(Note: The Carlson/Fox News/Ailes dispute certainly has received plenty of attention in the media, likely in part due to the high-profile character of the participants.  The issues the dispute raises with regard to the role of arbitration, however, are not unique.  Below, Arbitrator and NAA member James M. Darby summarizes some of the arbitration-related issues which have been identified in recent news reports).

While the sexual harassment/retaliation lawsuit by former Fox News Host Gretchen Carlson against Fox News CEO Roger Ailes is grabbing national attention among the general public, those in the arbitration community are paying particular notice.  This is because a dispute has arisen as to whether Carlson’s suit against Ailes will be litigated in a public courtroom or a private arbitration conference room.  Two recent articles in the BNA Labor Report (subscription required) and The New York Times highlight some of the arbitration-related issues this litigation has generated.
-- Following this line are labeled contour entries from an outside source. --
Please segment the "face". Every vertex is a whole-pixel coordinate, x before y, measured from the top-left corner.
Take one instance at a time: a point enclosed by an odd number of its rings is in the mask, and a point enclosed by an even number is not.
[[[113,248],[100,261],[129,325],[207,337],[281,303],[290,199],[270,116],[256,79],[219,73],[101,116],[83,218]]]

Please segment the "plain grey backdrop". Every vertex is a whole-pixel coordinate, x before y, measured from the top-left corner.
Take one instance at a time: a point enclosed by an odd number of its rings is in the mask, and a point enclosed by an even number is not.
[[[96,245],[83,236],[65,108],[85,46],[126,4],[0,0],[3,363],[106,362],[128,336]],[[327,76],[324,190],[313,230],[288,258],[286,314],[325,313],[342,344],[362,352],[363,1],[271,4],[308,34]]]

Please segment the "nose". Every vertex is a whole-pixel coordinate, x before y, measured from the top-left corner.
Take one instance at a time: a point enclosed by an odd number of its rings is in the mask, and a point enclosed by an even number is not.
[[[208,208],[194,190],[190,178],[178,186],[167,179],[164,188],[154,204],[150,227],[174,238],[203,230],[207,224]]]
As noted in these articles, Carlson, as part of her employment agreement with Fox News, agreed to arbitrate any claim “arising out of or relating to her employment.”  On July 8, 2016, Ailes’ legal team filed a Motion to Compel Arbitration in federal district court attempting to have Carlson’s suit litigated in a confidential arbitration proceeding, rather than federal court.  This Motion raises several issues concerning the enforceability of employment arbitration clauses that have yet to be uniformly or definitively resolved by the courts:

  • Is Carlson’s suit against Ailes in his individual capacity subject to the arbitration clause? Carlson’s arbitration agreement is between Carlson and Fox News. Neither Ailes nor any other Fox executive is party to the agreement.  Ailes will contend he is a party to the arbitration clause as an “agent” of the corporation.
  • Since the Agreement does not similarly bind Ailes to bring potential claims against Carlson to arbitration, does the agreement lack “mutuality”? Ailes will rely on basic contract law principles that Carlson should be bound by what she signed, even if it is arguably one-sided.
  • When Ailes was allegedly harassing Carlson, was he acting within the scope of his authority? Look for the Carlson legal team to argue that her claim alleges conduct that falls outside of Ailes’ scope of authority, opening the door for the federal court to conclude that her suit is really not “arising or relating to her employment” – therefore, not covered by the arbitration agreement.
  • Does this secrecy provision overly benefit the employer in such a way that renders the arbitration clause unfair and unenforceable? Carlson’s arbitration agreement contains strict confidentiality language prohibiting her from disclosing any of the allegations, evidence, or testimony.  The federal court could still uphold the arbitration agreement but strike down the secrecy provision as overly beneficial to Ailes and contrary to public anti-discrimination policy.
  • If the case goes to arbitration, what discrimination law applies? Federal, state or local? The arbitration agreement and/or employment agreement may dictate what law the arbitrator(s) is to follow.  Carlson will contend that since the alleged harassment occurred in New York City, the local NYC Human Rights Law (which provides for uncapped punitive damages and attorney’s fees) should apply.  Ailes may argue that since he and Carlson reside in different states, the federal “diversity jurisdiction” principle applies and less generous federal (or possibly state) discrimination law should control.

 These issues addressing the enforcement of Carlson’s arbitration clause will no doubt be fine-tuned further after Carlson’s lawyers file their response to Ailes’ Motion to Compel Arbitration.